A tempestade passou, quase (obrigado, J.!) - "quase", quase é uma palavra que engana muito, vamos a ver amanhã - e eu estou doente com uma gripe ou uma constipação ou lá o que é, coisa que comecei por curar com dois ou três comprimidos, viva a química, meia de vinho e duas grappas no restaurante italiano onde fui jantar, chama-se Piccolo Napoli e fica na Rua dos Machadinhos, à Lapa, é um pequeno restaurante de bairro onde também comi uma lasanha que não estava má, enfim, e um vodka no Pop-Up, de quem aliás prometi não tornar a falar da barmaid, e passei a noite toda a pensar no le Clézio, na vontade que tenho de escrever uma frase como ele, enorme, uma duas três páginas numa frase só, que não é lapidar porque senão seria preciso um pedregulho incomensurável, e ninguem teria força para a atirar, nem aqueles selvagens do Nigeria que lapidam mulheres só porque elas têm filhos como se no Nigeria - que se lixe o Nigeria, hoje estou mais preocupado comigo, com o fim do mau tempo, ao qual sobrevivi mas não inteiro porque agora cada vez mais estas tempestades levam-me bocados da alma (e bem podiam levar bocados do corpo, sei lá, da barriga, por exemplo) e passei o jantar todo a transpirar como se estivesse com malária e a ver a clientela do restaurante, muito jovem muito Lapa muito jovem Lapa, à minha frente estava um casal que tinha como particularidade terem ambos o cabelo exactamente da mesma côr e não era pintado não, era a côr dele mesmo e era igualzinho, tão jovens, tão Lapa, tão bonitos que eles eram, estudantes universitários ou coisa assim.

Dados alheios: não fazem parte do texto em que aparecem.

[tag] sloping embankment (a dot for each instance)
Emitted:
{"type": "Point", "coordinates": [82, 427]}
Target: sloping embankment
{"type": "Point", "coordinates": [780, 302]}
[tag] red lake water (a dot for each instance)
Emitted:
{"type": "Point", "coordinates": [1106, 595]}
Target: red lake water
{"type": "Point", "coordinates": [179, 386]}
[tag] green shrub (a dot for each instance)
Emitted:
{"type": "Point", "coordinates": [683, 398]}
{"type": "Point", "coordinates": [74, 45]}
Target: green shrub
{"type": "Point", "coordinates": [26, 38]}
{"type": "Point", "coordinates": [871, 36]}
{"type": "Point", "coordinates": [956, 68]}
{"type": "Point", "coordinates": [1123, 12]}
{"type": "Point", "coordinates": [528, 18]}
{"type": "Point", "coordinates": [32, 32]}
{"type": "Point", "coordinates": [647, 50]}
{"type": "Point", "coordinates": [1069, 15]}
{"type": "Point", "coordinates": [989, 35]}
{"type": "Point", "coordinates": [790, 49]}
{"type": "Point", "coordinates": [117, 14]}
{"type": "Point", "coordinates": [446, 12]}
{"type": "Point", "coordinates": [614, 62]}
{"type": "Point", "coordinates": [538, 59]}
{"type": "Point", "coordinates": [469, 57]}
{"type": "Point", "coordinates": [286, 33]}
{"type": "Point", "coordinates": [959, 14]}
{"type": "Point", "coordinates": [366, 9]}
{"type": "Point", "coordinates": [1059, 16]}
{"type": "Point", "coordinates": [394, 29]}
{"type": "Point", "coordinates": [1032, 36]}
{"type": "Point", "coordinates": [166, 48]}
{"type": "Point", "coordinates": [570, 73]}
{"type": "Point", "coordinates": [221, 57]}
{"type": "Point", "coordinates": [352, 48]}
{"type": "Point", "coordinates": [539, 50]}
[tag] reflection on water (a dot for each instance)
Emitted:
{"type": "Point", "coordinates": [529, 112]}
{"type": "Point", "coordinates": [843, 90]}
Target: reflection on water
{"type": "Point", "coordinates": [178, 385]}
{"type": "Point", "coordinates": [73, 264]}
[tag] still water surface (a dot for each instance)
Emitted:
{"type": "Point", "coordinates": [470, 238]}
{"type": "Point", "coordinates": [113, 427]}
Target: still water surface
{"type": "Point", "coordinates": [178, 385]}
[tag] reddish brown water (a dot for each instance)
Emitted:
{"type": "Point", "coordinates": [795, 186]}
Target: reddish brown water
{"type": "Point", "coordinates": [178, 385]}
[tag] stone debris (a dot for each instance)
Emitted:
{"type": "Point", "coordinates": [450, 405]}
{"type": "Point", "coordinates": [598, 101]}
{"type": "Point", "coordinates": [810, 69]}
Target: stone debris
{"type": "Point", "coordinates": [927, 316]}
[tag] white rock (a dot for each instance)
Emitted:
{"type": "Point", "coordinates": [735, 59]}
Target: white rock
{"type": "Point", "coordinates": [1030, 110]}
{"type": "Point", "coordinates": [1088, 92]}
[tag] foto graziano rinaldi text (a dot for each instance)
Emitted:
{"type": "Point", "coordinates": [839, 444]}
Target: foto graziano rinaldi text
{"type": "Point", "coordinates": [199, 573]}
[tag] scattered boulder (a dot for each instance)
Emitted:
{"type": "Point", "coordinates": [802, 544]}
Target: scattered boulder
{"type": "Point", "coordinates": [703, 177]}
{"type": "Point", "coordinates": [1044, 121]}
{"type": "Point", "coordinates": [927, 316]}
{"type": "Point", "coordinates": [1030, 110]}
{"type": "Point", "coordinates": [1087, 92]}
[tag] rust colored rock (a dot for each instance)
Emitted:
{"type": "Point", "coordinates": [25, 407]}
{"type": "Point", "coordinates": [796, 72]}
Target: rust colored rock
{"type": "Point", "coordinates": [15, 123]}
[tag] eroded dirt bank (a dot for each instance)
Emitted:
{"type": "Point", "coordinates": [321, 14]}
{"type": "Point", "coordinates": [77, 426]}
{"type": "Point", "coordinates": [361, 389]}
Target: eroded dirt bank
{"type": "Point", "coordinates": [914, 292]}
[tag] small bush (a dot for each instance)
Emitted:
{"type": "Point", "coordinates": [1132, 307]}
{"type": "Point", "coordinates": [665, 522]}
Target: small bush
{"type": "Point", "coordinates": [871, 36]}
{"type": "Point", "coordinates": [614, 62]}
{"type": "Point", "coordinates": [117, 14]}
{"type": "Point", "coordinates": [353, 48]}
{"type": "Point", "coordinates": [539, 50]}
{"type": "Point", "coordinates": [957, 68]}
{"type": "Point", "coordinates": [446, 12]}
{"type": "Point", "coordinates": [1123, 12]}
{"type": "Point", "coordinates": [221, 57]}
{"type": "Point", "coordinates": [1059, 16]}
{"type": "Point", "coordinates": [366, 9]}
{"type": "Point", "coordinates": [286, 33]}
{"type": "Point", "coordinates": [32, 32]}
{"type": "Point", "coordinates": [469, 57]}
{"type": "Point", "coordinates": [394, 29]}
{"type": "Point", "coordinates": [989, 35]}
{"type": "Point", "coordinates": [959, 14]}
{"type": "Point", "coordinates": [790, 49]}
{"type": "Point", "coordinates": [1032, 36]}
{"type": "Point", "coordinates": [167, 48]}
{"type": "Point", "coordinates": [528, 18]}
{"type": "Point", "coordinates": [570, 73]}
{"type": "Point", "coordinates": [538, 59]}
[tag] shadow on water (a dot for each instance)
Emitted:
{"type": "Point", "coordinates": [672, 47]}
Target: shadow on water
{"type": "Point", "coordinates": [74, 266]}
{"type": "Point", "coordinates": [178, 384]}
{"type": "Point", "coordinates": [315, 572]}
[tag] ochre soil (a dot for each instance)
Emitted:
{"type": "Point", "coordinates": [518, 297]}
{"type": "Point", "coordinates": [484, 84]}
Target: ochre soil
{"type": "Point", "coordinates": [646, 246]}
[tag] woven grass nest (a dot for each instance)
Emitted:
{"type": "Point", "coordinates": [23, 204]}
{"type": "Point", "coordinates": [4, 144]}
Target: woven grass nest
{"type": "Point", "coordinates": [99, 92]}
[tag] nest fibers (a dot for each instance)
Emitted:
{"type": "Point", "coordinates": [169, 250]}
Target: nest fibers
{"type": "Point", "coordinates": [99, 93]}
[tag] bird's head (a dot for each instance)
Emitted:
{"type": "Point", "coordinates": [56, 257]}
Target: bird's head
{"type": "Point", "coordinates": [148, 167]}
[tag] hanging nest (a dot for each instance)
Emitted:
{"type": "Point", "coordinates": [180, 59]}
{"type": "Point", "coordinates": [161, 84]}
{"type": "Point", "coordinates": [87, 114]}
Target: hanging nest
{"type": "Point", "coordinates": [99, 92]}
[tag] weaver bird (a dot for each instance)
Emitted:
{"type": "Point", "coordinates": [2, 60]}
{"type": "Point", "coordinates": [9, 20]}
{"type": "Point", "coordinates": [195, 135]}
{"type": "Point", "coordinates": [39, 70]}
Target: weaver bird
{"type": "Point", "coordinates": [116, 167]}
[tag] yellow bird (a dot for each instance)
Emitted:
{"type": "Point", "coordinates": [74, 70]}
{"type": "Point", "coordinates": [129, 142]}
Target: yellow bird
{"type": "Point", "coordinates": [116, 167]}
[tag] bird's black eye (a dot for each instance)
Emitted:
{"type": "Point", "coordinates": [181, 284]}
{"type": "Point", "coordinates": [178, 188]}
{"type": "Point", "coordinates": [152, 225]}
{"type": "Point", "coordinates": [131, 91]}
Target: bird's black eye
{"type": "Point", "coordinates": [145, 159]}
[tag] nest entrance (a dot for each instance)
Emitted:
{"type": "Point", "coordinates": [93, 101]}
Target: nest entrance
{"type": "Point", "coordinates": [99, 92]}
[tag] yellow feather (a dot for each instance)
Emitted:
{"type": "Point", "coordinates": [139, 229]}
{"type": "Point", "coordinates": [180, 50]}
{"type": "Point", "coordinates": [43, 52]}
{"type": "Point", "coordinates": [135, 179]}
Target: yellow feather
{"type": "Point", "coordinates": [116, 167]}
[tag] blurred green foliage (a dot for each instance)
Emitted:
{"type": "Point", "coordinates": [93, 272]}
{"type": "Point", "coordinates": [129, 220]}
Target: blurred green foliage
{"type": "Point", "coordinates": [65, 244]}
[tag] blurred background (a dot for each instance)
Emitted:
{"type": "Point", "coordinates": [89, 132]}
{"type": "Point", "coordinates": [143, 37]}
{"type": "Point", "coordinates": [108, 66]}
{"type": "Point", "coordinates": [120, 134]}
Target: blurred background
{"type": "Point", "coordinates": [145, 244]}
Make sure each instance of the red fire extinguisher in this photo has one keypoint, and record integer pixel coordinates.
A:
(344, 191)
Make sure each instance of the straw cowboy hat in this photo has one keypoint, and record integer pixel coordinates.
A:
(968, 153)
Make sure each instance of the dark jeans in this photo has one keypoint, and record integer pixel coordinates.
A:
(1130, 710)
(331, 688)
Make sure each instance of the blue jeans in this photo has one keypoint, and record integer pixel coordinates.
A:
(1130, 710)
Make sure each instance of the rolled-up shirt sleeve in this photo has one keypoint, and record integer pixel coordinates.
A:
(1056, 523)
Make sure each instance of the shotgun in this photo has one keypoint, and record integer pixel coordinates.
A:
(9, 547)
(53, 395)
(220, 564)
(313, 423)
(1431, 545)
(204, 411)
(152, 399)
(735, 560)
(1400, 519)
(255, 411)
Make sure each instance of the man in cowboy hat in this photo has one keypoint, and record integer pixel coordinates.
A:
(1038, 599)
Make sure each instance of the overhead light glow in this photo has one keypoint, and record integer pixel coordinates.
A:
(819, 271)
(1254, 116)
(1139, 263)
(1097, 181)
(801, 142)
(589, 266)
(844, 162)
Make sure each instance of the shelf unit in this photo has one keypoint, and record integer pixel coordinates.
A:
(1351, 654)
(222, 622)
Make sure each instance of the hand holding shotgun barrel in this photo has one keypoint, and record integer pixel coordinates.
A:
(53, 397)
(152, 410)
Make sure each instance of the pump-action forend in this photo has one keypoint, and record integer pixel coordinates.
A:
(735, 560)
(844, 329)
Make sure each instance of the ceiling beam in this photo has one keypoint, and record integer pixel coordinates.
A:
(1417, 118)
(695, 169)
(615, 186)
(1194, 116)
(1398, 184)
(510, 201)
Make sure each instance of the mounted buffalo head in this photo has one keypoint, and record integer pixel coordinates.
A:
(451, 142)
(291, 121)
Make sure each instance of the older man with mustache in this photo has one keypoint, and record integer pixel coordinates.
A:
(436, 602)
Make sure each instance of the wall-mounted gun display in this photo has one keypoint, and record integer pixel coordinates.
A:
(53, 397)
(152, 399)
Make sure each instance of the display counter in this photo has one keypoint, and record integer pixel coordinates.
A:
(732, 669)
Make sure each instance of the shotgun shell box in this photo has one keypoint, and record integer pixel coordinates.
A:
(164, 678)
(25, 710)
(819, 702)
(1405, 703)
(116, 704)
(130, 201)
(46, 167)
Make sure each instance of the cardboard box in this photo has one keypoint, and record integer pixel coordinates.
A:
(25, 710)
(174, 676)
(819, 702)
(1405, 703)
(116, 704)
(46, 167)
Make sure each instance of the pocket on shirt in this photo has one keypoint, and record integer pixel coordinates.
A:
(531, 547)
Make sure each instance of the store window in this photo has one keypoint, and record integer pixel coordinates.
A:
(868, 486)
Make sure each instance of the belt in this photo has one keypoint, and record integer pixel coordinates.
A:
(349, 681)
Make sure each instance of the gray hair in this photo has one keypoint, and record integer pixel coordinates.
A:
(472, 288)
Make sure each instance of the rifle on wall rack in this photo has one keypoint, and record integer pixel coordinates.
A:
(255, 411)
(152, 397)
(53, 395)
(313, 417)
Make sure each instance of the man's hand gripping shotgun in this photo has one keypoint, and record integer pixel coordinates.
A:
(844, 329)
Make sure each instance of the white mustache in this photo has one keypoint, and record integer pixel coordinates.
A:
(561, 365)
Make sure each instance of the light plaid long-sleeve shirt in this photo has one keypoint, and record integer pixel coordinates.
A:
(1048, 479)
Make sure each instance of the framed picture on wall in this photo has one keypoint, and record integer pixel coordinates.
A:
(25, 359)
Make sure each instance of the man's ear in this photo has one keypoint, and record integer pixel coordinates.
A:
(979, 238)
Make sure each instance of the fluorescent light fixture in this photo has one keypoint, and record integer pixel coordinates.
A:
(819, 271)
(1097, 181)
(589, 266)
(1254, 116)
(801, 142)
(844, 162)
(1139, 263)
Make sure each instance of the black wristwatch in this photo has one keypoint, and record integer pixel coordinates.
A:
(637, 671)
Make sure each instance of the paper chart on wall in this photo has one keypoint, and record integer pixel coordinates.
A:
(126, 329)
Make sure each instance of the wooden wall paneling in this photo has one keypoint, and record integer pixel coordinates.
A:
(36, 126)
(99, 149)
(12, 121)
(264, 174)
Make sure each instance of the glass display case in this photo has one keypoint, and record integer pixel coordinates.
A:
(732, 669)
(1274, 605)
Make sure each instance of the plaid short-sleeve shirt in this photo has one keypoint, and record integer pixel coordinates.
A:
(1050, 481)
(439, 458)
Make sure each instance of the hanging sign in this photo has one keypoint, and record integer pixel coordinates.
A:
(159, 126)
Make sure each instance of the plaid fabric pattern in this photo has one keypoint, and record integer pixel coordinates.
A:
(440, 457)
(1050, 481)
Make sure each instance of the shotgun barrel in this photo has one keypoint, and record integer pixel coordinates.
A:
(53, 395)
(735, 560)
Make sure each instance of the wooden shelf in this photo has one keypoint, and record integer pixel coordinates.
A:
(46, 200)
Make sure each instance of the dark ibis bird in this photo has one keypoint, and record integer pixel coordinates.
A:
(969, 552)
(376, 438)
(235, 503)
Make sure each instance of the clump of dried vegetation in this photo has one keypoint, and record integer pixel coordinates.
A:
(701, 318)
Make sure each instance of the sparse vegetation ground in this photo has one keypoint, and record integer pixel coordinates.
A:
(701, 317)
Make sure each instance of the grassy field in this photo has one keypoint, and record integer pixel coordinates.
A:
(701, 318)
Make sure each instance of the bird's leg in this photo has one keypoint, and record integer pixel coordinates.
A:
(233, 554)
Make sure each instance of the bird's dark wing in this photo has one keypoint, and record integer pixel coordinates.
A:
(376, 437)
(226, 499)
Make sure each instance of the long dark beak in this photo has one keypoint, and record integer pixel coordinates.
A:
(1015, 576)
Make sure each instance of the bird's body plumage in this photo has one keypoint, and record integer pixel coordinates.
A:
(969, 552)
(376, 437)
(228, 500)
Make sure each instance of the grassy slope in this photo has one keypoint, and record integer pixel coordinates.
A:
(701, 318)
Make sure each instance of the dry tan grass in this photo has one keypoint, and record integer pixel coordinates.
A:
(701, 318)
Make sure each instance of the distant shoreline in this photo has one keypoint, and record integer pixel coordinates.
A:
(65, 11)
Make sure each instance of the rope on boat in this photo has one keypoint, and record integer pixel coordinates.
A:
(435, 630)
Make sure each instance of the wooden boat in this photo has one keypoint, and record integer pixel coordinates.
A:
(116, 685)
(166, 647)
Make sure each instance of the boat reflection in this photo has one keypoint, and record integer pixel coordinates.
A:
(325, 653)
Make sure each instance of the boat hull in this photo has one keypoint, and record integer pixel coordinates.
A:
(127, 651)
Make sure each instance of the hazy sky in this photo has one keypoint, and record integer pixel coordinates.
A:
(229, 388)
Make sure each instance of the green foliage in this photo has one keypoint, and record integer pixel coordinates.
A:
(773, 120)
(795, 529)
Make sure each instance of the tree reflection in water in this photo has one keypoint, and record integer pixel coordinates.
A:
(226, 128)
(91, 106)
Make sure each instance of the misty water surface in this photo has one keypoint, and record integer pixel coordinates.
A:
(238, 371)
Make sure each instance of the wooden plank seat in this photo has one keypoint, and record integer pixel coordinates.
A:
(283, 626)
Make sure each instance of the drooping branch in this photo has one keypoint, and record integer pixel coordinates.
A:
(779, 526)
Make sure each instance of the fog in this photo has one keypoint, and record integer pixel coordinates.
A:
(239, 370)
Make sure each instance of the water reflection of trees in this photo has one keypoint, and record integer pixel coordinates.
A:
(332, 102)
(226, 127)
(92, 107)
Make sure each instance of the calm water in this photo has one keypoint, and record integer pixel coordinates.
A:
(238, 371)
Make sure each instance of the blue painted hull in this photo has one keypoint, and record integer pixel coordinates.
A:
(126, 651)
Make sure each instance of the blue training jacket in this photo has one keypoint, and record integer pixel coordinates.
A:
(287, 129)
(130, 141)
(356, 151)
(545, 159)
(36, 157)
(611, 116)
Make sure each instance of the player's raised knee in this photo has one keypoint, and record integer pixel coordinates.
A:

Pourquoi pense-je à le Clézio? Provavelmente por causa da febre, não sei - a verdade é que li um livro dele tinha para aí uns 15 ou 16 anos e depois nunca mais li nada - ou porque a noite me parece tão unida, tão escorrida, tão unida na diversidade de uma tarde que começou como esta começou e acabou no escritório a escrever esta porcaria só porque tenho vontade de screver uma frase longa longa longa e de invocar Allah, Allah u Aqbar, será que amanhã o ciel de traîne va vraiment se dissiper? Será que amanhã poderei fazer face aos problemas habituais e não a esta merda deste ciclone que me ocupou anteontem e ontem e hoje e não sei ainda se amanhã - só sei que estou farto farto farto, as coisas passam-se e passam e levam-me bocadinhos da alma e no fundo eu só quero transformar-me num long fleuve tranquille e gostaria que estas cataratas por onde regularmene caio secassem de vez, ao contrário do teu olhar meu amor que tanto anseio por conhecer melhor e por poder dizer-te sim meu amor e lembro-me de ti quando te conheci, amanhã ou depois, lembro-me sempre dos dias que ainda não foram, só me lembro dos dias que anda não foram, dos outros esqueço-me, que queres, j'ai la tête qui est une vraie passoire et je ne me souviens que de ton sourire, mon amour futur, mon amour, que longe anda o Jean-Marie, que escreveu ele que eu tenha lido?

Nao sei, só me lembro, só me lembro da febre de hoje que está quase a passar, da vontade que tenho de beber mais um vodka, da vontade de te ter aqui ao meu lado, por baixo e por cima e ao lado e por baixo e por cima a olhar para mim e a dizer-me que sim, sim, amas-me, e o le Clézio que vá para o raio que o parta, on s'en foût de le Clézio, mon amour, on s'en foût de tout le corpus, de toute la littérature, on s'en foût de la doxa et on s'en foût de la lumière, esta luz que hoje parecia fundir o Tejo e a cidade numa só entidade, o Tejo parecia quase só um descampado azul clarinho da cidade que escorria para ele, visto da Lapa a caminho da farmácia, o Tejo vinha comigo e depois ficou à porta porque deixei de o ver. Se o le Clézio estivesse aqui estaria agora a encontrar uma mosca e a descrevê-la - quando afinal de contas não vi nem uma mosca hoje, no restaurante não as havia, só o casal e a mesa com as cinco ou seis recém-adolescentes que comiam pizza, e que depois encontrei a despedir-se afectuosamente à frente do portão de um condomínio qualquer, e com tudo isto a verdade é que o Cônsul ficou sem cavalo branco mas com um cão morto em cima (ainda bem que estava morto ele também, se não seria horrível), e eu para aqui estou com uma febre idiota e estúpida e extemporânea, e com uma vontade de ti, meu amor, de ti.

Tenho vontade de ti e é a ti que dedico este texto.